Plus, while there are sliding fee scales for therapists at community mental health centers for those without insurance, but many of those centers have long waiting lists as the number of people needing services increases but the budgets of these centers are continually decimated by states dealing with deficits. Mental health is usually one of the first areas to be cut and cut and cut again.

So even if you want therapy, it's much more difficult these days to get it and if you're not well mentally, trying to navigate these hurdles just makes you even more depressed.

Continuing Education for Social Workers said...

HUGE problem and rapidly growing in correlation with declining economy/old age. Thanks for writing about it

Psych Client said...

I tell my therapist all the time when I believe I will finally make my move...he doesn't believe me though. is it normal practice for therapists to ignore suicidal comments? I told him one day it may not go his way

shrink on the couch said...

"Though many individuals plan and even leave clues regarding their objective, there are others that act on impulse, leaving no indelible imprint of their intentions."

I read something recently to this effect. I'd like to see more because I often wonder how it is datermined that the suicidal person acted impulsively. And how impulsively is operationally defined. Without any prior thought, just one day she up and decides? Maybe the person has been quietly planning, telling no one and leaving no clues.

(aka coffee yogurt)

Dr. Deb said...

Mr. Write on,
Terrible that you feel so helpless. Is she open to getting help?

Caretaking those who are depressed is ESSENTIAL for saving lives.

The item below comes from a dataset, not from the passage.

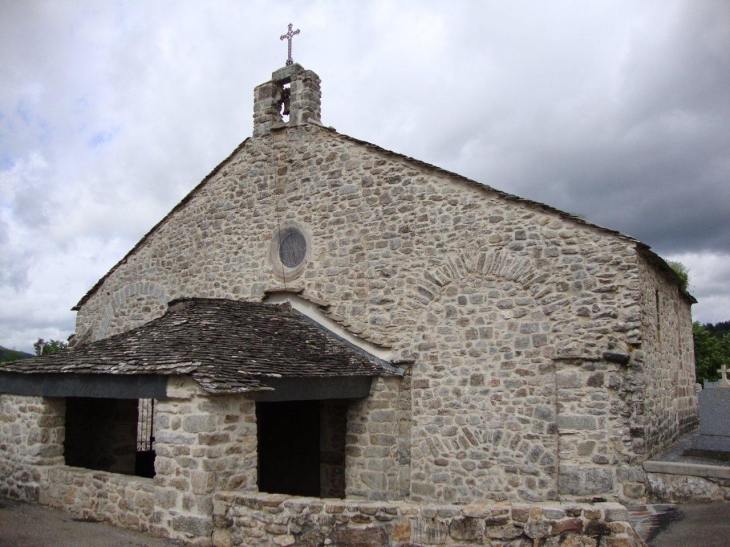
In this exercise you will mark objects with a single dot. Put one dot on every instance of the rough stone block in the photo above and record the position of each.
(585, 481)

Yes, there is a wide range of ages that contemplate sucide. Sometimes certain groups get more media attention than others. Nice to see you here. I have to visit and catch up on how things are with you.

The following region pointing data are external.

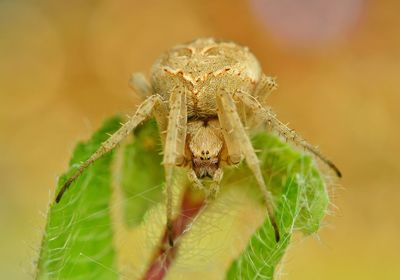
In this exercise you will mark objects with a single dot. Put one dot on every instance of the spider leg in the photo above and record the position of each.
(143, 112)
(214, 187)
(229, 116)
(228, 131)
(174, 148)
(268, 116)
(265, 87)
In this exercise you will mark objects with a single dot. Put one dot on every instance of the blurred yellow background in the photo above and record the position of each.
(64, 67)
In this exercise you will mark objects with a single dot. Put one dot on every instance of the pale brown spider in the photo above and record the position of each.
(204, 95)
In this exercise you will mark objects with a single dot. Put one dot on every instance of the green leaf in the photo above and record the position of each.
(301, 200)
(142, 173)
(77, 242)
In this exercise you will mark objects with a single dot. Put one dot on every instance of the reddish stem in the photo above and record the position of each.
(165, 255)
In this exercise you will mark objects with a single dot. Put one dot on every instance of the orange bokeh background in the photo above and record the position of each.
(64, 67)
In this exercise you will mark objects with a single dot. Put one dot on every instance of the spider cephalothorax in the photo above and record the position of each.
(203, 95)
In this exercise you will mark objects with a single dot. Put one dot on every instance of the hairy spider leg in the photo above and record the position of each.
(235, 133)
(174, 147)
(269, 117)
(143, 112)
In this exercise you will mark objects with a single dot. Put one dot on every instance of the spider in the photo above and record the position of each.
(205, 96)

I am very distressed to learn that you've been hung up on, told that you can't be helped. It is true that many who answer hotlines are not professions, but the ARE supposed to be thoroughly trained and sensitive. Please consider reaching out to a mental health professional. I've been where you are and can say that there is light and hope if your depression and situation can be treated. Consider letting me know where you live and perhaps I can find a thoughtful trustworthy clinician for you.

As always, you make some great points. It is VERY difficult for many to find help, even at low fees. With less and less people going into mental health as a profession, there is a shortage of therapists too.

Social Worker,
We need to keep the subject out there and mobilize better care as well.

Psych Client,
NO! That is NOT appropriate.

Shrink on the Couch,
There *are* many who give no clues to their intentions. They are a very low percentage though. Sometimes it's impuslive other times it is quietly carefully planned.